Avant ta première grossesse, on t’avait dit que ce serait magique de sentir ton petit bébé te donner des coups et bouger dans ta bedaine. On t’avait aussi dit que de porter la vie à l’intérieur de soi serait une expérience inoubliable. Tout ceci est bien vrai.

Jusqu’au jour où te raser le pubis devienne aussi agréable que de te contorsionner dans une boîte de carton de litière vide (on va laisser faire le pli interfessier).

Que d’aller faire l’épicerie devienne aussi essoufflant que d’aller faire le tour de ton quartier en jogging, après avoir été au buffet une demi-heure avant.

Qu’au fur et à mesure que tu te fais peser chez le médecin, tu te rendes compte que t’es rendue plus pesante que ton chum et que tu pourrais définitivement l’empêcher de respirer en t’assoyant dessus.

Que de mettre des jeans de maternité te fasse faire des soupirs et des sons de torpeur de poumons aussi bruyants qu’une bronchite chronique rendue à sa troisième tournée d’antibiotiques.

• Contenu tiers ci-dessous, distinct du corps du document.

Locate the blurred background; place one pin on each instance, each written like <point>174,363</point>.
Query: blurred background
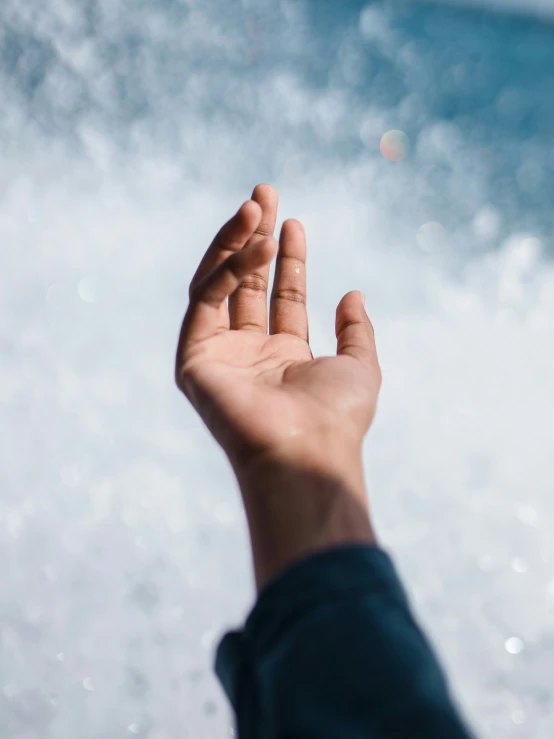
<point>415,142</point>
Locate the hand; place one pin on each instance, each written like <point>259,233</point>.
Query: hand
<point>264,397</point>
<point>264,394</point>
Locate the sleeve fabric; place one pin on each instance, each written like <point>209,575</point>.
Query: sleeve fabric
<point>331,650</point>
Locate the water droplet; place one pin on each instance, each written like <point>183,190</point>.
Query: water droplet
<point>519,565</point>
<point>514,645</point>
<point>394,145</point>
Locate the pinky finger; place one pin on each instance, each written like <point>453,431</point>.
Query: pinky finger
<point>202,319</point>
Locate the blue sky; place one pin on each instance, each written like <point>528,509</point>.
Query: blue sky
<point>128,134</point>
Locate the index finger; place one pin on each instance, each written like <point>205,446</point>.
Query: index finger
<point>230,238</point>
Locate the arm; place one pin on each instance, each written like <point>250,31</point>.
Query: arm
<point>331,648</point>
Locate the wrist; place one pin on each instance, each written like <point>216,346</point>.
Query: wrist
<point>303,504</point>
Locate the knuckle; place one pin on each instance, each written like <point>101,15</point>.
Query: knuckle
<point>290,294</point>
<point>254,282</point>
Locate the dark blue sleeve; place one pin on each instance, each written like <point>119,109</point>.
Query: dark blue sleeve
<point>331,649</point>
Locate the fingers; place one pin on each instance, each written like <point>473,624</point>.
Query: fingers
<point>203,317</point>
<point>288,299</point>
<point>248,304</point>
<point>354,331</point>
<point>230,238</point>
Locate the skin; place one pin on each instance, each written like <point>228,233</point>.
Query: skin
<point>292,425</point>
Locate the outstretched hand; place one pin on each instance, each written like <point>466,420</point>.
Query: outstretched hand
<point>292,426</point>
<point>263,393</point>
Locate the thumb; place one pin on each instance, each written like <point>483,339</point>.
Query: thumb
<point>354,330</point>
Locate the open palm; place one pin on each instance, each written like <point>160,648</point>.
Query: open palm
<point>264,393</point>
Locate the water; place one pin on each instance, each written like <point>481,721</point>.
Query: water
<point>127,136</point>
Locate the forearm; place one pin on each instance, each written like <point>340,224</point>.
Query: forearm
<point>304,503</point>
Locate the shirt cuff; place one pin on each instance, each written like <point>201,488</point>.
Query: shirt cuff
<point>301,587</point>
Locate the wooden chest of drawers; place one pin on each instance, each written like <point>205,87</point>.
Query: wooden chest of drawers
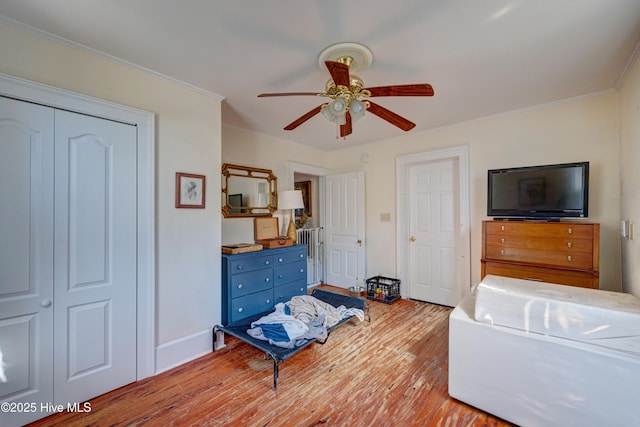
<point>567,253</point>
<point>254,282</point>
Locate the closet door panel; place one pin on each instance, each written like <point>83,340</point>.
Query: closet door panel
<point>26,256</point>
<point>95,252</point>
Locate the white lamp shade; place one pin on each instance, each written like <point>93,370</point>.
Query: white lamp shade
<point>291,199</point>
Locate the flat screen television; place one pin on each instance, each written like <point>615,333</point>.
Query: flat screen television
<point>539,192</point>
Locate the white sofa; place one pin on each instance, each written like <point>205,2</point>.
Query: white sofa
<point>540,354</point>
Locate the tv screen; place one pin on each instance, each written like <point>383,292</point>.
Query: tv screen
<point>549,191</point>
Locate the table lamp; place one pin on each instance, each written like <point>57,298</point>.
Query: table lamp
<point>291,199</point>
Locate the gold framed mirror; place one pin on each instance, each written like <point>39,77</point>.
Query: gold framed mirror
<point>248,192</point>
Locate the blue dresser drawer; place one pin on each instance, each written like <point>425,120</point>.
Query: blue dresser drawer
<point>250,281</point>
<point>247,264</point>
<point>289,272</point>
<point>299,253</point>
<point>253,281</point>
<point>250,305</point>
<point>284,293</point>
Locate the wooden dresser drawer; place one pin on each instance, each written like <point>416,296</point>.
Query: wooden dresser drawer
<point>552,244</point>
<point>539,274</point>
<point>567,253</point>
<point>540,229</point>
<point>571,259</point>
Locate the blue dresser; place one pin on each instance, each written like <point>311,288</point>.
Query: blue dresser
<point>254,282</point>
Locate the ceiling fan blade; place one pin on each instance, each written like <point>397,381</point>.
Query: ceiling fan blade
<point>297,122</point>
<point>402,90</point>
<point>263,95</point>
<point>339,73</point>
<point>346,128</point>
<point>390,116</point>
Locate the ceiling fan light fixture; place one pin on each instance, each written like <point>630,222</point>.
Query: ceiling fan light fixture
<point>336,110</point>
<point>357,109</point>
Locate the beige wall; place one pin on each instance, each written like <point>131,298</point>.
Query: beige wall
<point>187,140</point>
<point>630,176</point>
<point>584,129</point>
<point>574,130</point>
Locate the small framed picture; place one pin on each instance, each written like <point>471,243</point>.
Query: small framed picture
<point>190,190</point>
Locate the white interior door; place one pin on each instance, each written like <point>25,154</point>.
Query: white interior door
<point>68,245</point>
<point>344,229</point>
<point>95,256</point>
<point>26,256</point>
<point>433,219</point>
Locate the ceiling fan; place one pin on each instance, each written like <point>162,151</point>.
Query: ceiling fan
<point>345,89</point>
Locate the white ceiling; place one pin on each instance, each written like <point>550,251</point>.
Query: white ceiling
<point>483,57</point>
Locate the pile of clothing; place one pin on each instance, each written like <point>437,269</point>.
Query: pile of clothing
<point>302,318</point>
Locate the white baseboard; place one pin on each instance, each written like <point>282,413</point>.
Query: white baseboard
<point>183,350</point>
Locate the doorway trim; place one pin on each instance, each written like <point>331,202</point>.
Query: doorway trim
<point>26,90</point>
<point>463,245</point>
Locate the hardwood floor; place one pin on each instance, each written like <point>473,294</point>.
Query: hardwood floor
<point>391,371</point>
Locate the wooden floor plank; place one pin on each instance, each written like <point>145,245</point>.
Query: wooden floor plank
<point>391,371</point>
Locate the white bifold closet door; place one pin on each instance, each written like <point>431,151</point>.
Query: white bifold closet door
<point>67,256</point>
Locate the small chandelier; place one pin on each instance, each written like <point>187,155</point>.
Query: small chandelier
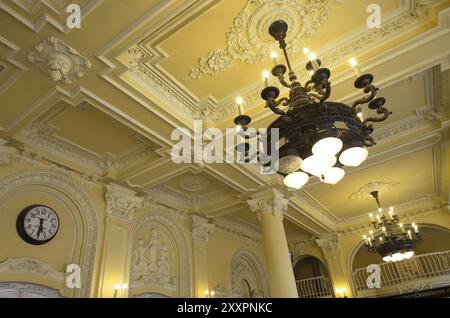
<point>316,137</point>
<point>395,243</point>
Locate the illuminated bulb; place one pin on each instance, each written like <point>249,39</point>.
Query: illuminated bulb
<point>354,157</point>
<point>334,175</point>
<point>353,62</point>
<point>409,254</point>
<point>327,146</point>
<point>318,165</point>
<point>312,56</point>
<point>296,180</point>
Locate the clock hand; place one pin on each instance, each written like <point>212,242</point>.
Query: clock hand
<point>41,227</point>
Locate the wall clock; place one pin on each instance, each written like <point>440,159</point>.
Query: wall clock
<point>37,224</point>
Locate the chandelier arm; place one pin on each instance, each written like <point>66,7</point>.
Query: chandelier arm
<point>386,113</point>
<point>372,90</point>
<point>272,104</point>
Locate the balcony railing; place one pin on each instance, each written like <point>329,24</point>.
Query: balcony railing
<point>421,267</point>
<point>314,287</point>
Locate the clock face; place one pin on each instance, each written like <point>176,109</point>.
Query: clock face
<point>37,224</point>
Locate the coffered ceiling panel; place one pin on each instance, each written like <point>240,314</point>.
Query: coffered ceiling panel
<point>405,179</point>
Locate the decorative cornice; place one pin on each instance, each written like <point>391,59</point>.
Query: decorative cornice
<point>30,266</point>
<point>268,201</point>
<point>6,152</point>
<point>121,202</point>
<point>248,40</point>
<point>59,61</point>
<point>201,228</point>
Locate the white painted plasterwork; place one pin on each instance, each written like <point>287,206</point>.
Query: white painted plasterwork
<point>246,266</point>
<point>156,219</point>
<point>121,202</point>
<point>248,39</point>
<point>59,61</point>
<point>30,266</point>
<point>6,152</point>
<point>65,184</point>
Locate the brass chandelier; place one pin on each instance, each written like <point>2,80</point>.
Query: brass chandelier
<point>316,137</point>
<point>396,242</point>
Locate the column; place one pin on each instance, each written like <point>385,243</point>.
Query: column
<point>270,206</point>
<point>121,203</point>
<point>340,279</point>
<point>201,229</point>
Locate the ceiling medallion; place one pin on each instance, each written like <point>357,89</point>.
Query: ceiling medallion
<point>194,183</point>
<point>58,60</point>
<point>315,137</point>
<point>365,192</point>
<point>395,243</point>
<point>248,41</point>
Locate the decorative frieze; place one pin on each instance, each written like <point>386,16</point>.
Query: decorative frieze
<point>121,202</point>
<point>201,228</point>
<point>268,201</point>
<point>6,152</point>
<point>59,61</point>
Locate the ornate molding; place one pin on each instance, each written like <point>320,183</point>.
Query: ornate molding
<point>68,186</point>
<point>121,202</point>
<point>382,187</point>
<point>201,228</point>
<point>6,152</point>
<point>161,218</point>
<point>268,201</point>
<point>330,245</point>
<point>245,266</point>
<point>58,60</point>
<point>30,266</point>
<point>248,40</point>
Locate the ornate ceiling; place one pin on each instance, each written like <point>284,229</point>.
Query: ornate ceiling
<point>103,100</point>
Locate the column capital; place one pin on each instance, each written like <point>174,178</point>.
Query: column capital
<point>268,201</point>
<point>329,244</point>
<point>121,202</point>
<point>201,228</point>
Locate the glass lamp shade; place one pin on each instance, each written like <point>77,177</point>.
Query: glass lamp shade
<point>296,180</point>
<point>329,146</point>
<point>354,157</point>
<point>289,164</point>
<point>318,165</point>
<point>334,175</point>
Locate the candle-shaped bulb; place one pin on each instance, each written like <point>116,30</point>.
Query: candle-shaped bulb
<point>354,64</point>
<point>266,76</point>
<point>313,58</point>
<point>240,103</point>
<point>274,56</point>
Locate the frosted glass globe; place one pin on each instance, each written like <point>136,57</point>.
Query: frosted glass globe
<point>296,180</point>
<point>318,165</point>
<point>329,146</point>
<point>354,157</point>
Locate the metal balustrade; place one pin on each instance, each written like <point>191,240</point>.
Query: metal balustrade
<point>419,267</point>
<point>314,287</point>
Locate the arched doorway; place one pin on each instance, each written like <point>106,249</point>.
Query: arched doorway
<point>312,278</point>
<point>428,269</point>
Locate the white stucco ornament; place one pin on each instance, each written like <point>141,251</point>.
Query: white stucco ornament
<point>59,61</point>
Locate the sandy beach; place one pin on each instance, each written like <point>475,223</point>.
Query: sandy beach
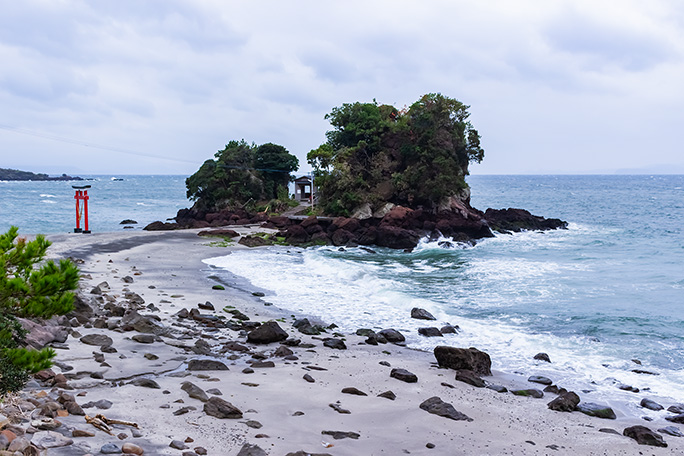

Que tes mamelons deviennent aussi foncés et étirés qu’une tranche de pepperoni, mais en moins appétissants parce que personne n’aime les charcuteries assaisonnées au colostrum.

Que l’œdème, l’énorme enflure et rétention d’eau, fasse disparaître les jointures de tes mains, les chevilles de tes pieds et fasse apparaître un quatrième menton sous ton visage qui semble avoir reçu dix bolus en dedans de deux heures.

Malgré tout ça, tu ne peux t’empêcher d’avoir hâte d’enfin tenir ton petit bébé dans tes bras et de l’emmitoufler dans ses petites doudous que tu a pris soin de laver et de bien plier dans son mignon sac d’hôpital parce l’horreur des dernières semaines pourra alors se transformer en une explosion d’amour et de gratitude envers ce petit humain que tu viens de mettre au monde.